A Chapter of Human Migration: Polynesian Seafaring
By Zhaoyang Liu
Humans migrated across the globe in a variety of ways, one of which was sea navigation. Sometime between 3000 B.C.E. and 1000 B.C.E., the progenitors of Polynesian people spread from Southeast Asia throughout the Pacific. On their vast seafaring journeys, they developed intuitive navigation methods. Their primary vessel of choice was a double-hulled canoe, on which they traveled without sailing conventions such as the compass. The Polynesian Voyaging Society (PVS), founded in Hawaii, created a modern iteration of the aforementioned canoe, called the Hokule’a. In 1976, she completed a voyage from Hawaii to Tahiti with her sailors only using traditional Polynesian techniques. These such procedures are described in the video embedded below:
On May 18, 2014, the Polynesian Voyaging Society embarked upon a three year journey across the globe, again employing only their traditional ships and techniques. However, this time the Hokule’a was accompanied by a sister ship, the Hikianalia. Together, the two ships and their crews set sail from the Hawaiian island of Oahu, completing a worldwide journey called the Malama Honua by June 17, 2017. Embedded below is an NPR report about the undertaking. It was published in 2014, when the vessels first began their journey.

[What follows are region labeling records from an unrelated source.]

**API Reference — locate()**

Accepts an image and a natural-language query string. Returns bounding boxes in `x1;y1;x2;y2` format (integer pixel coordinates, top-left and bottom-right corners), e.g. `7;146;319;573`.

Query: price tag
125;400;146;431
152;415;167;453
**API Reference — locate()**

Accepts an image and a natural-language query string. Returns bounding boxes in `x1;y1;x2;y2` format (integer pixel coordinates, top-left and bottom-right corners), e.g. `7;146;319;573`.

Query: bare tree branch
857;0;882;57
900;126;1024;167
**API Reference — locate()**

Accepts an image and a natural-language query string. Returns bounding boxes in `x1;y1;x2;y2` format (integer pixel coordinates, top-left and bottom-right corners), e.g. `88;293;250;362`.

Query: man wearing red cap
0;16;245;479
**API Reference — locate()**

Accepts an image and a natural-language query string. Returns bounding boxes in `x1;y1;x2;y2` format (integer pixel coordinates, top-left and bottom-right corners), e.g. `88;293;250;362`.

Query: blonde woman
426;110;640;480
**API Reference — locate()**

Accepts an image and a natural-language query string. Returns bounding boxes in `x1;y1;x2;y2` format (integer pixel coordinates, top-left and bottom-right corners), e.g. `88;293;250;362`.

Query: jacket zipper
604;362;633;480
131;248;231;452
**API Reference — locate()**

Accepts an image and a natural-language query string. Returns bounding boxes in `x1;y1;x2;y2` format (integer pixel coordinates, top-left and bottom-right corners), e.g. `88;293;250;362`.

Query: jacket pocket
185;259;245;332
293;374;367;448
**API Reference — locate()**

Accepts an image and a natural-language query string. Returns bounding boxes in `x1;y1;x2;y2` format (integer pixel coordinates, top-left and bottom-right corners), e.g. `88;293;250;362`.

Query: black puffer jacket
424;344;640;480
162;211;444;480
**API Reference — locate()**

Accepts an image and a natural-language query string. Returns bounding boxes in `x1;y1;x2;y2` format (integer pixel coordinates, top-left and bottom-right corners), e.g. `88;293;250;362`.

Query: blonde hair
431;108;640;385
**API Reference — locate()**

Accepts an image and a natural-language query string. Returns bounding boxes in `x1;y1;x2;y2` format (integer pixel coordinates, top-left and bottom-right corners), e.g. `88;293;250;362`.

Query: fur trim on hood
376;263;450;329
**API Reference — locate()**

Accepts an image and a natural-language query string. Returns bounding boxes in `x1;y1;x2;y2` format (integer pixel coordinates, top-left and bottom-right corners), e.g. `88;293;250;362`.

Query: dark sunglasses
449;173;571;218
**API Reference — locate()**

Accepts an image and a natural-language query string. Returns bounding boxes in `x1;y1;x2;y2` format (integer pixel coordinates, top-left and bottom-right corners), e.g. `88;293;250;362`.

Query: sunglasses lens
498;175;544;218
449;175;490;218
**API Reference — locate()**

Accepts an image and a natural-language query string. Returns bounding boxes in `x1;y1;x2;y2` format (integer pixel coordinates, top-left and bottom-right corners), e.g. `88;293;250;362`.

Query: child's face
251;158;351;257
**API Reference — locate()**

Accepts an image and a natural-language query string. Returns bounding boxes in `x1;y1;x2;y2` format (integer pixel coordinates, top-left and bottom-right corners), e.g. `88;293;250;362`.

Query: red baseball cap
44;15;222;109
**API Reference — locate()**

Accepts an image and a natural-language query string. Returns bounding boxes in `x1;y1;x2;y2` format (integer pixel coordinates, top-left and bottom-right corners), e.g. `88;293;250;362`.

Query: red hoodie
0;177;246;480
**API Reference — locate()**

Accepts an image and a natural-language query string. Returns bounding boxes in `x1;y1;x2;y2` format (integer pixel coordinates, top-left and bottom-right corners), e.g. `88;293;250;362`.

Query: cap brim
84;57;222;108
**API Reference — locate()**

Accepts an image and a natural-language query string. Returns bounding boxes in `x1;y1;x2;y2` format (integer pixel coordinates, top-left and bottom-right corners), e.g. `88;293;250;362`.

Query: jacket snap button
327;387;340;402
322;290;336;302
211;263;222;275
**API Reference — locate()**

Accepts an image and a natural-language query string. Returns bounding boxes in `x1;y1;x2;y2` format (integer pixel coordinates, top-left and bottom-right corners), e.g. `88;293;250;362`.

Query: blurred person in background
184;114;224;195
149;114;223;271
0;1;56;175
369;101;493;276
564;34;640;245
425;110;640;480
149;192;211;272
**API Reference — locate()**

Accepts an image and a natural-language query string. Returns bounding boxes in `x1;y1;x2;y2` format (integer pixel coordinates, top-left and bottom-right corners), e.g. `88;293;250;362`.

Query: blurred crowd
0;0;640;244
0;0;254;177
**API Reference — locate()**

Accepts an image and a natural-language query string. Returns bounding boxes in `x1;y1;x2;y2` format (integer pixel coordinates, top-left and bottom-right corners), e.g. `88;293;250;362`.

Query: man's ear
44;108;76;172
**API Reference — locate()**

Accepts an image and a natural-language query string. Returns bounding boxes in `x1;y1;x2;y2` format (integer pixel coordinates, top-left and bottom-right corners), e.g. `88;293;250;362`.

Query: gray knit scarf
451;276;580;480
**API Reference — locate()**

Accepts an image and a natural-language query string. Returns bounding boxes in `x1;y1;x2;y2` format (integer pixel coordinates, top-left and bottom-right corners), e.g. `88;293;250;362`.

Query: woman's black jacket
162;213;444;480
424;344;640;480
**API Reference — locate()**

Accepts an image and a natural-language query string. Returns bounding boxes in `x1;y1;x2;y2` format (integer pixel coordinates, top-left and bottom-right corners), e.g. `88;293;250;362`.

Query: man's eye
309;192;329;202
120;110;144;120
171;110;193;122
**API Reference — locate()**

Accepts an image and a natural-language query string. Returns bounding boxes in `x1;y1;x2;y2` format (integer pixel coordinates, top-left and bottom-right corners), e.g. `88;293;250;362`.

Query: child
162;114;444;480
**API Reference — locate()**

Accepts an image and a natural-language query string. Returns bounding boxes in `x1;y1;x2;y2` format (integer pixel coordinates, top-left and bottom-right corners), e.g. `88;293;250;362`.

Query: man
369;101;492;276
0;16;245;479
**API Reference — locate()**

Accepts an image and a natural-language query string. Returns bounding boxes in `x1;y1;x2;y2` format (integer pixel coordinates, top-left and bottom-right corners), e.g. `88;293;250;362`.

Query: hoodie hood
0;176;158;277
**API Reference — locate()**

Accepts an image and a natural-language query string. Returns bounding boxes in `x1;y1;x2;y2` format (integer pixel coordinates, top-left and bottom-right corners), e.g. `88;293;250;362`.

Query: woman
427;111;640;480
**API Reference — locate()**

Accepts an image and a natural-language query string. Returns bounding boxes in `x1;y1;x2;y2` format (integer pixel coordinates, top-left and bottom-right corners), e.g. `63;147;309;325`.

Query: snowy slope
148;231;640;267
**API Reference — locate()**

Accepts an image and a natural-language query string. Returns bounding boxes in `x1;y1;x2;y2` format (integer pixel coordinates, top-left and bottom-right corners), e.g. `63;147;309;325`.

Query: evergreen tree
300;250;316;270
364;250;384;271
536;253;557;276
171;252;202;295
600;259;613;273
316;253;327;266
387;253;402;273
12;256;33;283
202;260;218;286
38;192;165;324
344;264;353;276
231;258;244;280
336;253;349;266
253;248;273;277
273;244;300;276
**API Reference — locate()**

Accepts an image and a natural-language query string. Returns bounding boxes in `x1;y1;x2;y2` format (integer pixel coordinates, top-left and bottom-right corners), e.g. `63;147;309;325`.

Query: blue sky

1. Nainoa Thompson, president of the PVS, stated in the NPR feature above that “for me [Polynesian Voyaging is] ancestral… It’s a science, and it’s an art that’s traditional, that’s about 3,000 years old. It’s part of human migration throughout the Pacific. It allows me to be here and be who I am as a Native Hawaiian — because without it, we couldn’t make it to Hawaii.” Based on Thompson’s reflection, why is the history of migration important to Polynesians? What role does their seafaring tradition play in their identity? In a broader sense, what might cause individuals to develop a keen interest in their origins and the journeys of their ancestors?
2. What can the legacy of Polynesian sailing teach us about the process of human migration? Why are these modern-day recreations of bygone journeys valuable for exploring how humans have moved throughout the world?
3. How might the PVS voyages teach both outsiders and younger people of Polynesian descent about the culture of ancient seafaring Polynesians? In what ways could knowledge of their traditions be important?